Not so with internet research today. The overwhelming multitude of sources was confusing enough, but add the proliferation of misinformation and it’s a wonder any of us believe a word we read online.
- Wikipedia is a case in point. As of early 2020, the site’s English version was averaging about 255 million page views per day, making it the eighth-most-visited website on the internet. As of last month, it had moved up to spot number seven, and the English version currently has over 6.5 million articles.
But as high-traffic as this go-to information source may be, its accuracy leaves something to be desired; the page about the site’s own reliability states, “The online encyclopedia does not consider itself to be reliable as a source and discourages readers from using it in academic or research settings.”

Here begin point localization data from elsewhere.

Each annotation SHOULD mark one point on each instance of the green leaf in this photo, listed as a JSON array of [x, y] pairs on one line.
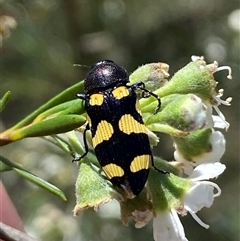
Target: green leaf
[[64, 96], [4, 100]]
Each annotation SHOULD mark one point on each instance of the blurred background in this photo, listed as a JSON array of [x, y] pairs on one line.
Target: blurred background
[[40, 40]]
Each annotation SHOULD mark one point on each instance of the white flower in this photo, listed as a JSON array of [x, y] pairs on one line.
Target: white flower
[[167, 225], [219, 121], [201, 194], [218, 146]]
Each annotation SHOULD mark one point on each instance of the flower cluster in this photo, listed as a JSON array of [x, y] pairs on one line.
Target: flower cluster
[[188, 101], [190, 98], [189, 114]]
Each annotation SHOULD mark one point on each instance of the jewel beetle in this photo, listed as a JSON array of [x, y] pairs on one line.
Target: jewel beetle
[[119, 136]]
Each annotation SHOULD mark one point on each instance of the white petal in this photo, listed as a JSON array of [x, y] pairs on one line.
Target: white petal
[[219, 122], [199, 196], [207, 171], [167, 227]]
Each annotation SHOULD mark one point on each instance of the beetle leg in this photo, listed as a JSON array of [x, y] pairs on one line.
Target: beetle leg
[[85, 145], [141, 86]]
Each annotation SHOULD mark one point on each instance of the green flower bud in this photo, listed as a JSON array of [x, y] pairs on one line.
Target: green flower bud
[[179, 112], [153, 75], [92, 188], [195, 144]]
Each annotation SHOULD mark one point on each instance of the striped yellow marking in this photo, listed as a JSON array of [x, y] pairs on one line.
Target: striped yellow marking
[[120, 92], [128, 125], [88, 120], [103, 133], [137, 106], [140, 162], [96, 99], [112, 170]]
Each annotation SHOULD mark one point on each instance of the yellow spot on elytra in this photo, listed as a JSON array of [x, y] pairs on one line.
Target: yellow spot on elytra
[[103, 133], [120, 92], [128, 125], [140, 162], [96, 99], [112, 170], [137, 106]]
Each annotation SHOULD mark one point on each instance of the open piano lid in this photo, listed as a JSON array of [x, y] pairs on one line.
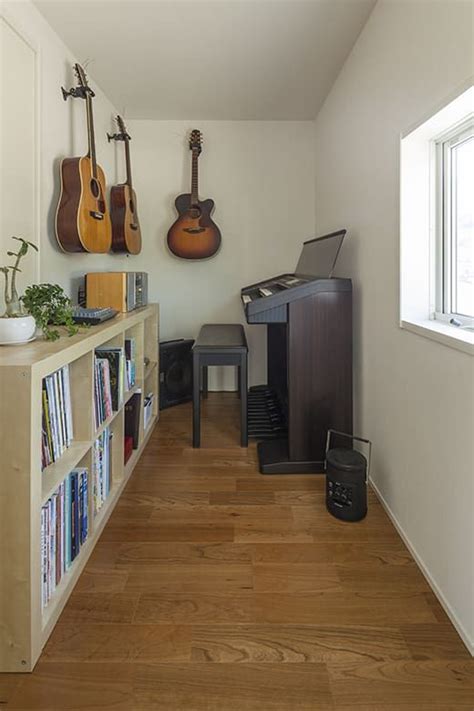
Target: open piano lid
[[266, 301]]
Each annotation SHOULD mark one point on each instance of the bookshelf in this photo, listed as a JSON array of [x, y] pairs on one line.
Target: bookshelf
[[25, 624]]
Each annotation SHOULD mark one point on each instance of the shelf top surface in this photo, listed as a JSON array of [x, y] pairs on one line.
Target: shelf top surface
[[68, 348]]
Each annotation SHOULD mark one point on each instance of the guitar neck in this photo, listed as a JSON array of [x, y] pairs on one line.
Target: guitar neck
[[194, 179], [91, 134], [128, 163]]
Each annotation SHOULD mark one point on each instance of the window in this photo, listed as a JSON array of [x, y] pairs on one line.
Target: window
[[454, 201], [437, 224]]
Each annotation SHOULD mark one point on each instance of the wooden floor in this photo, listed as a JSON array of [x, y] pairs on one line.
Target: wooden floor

Meta—of the former Facebook—wants to change this. In a blog post published last month, the company’s employees describe how AI could help make Wikipedia more accurate.
Though tens of thousands of people participate in editing the site, the facts they add aren’t necessarily correct; even when citations are present, they’re not always accurate nor even relevant.

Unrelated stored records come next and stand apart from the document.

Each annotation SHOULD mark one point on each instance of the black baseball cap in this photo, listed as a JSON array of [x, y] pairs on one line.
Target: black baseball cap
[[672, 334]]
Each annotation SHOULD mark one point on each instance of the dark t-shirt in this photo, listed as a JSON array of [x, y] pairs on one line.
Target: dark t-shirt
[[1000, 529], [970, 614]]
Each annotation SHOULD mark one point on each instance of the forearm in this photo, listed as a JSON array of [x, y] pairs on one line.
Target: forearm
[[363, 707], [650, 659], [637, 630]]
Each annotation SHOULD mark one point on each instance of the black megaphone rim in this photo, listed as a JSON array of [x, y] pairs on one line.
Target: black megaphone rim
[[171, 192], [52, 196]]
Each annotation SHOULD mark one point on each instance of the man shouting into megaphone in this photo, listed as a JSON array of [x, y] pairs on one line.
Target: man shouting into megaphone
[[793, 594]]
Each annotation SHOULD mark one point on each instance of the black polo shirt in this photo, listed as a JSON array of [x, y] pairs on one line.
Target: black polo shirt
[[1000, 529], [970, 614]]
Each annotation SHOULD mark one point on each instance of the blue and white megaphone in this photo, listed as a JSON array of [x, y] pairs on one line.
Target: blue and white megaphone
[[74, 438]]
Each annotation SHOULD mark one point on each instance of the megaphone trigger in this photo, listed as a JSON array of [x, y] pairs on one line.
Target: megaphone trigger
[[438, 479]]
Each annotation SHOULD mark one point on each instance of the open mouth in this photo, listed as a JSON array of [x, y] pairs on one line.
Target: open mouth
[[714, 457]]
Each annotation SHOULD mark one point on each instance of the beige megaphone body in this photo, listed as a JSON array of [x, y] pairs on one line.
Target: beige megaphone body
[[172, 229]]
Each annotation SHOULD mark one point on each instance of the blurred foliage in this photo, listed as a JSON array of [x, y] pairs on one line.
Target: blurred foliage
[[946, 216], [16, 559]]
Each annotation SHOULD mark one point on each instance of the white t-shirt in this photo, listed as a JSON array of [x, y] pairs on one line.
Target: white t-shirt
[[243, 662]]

Meta is developing a machine learning model that scans these citations and cross-references their content to Wikipedia articles to verify that not only the topics line up, but specific figures cited are accurate.
This isn’t just a matter of picking out numbers and making sure they match; Meta’s AI will need to “understand” the content of cited sources (though “understand” is a misnomer, as complexity theory researcher Melanie Mitchell would tell you, because AI is still in the “narrow” phase, meaning it’s a tool for highly sophisticated pattern recognition, while “understanding” is a word used for human cognition, which is still a very different thing).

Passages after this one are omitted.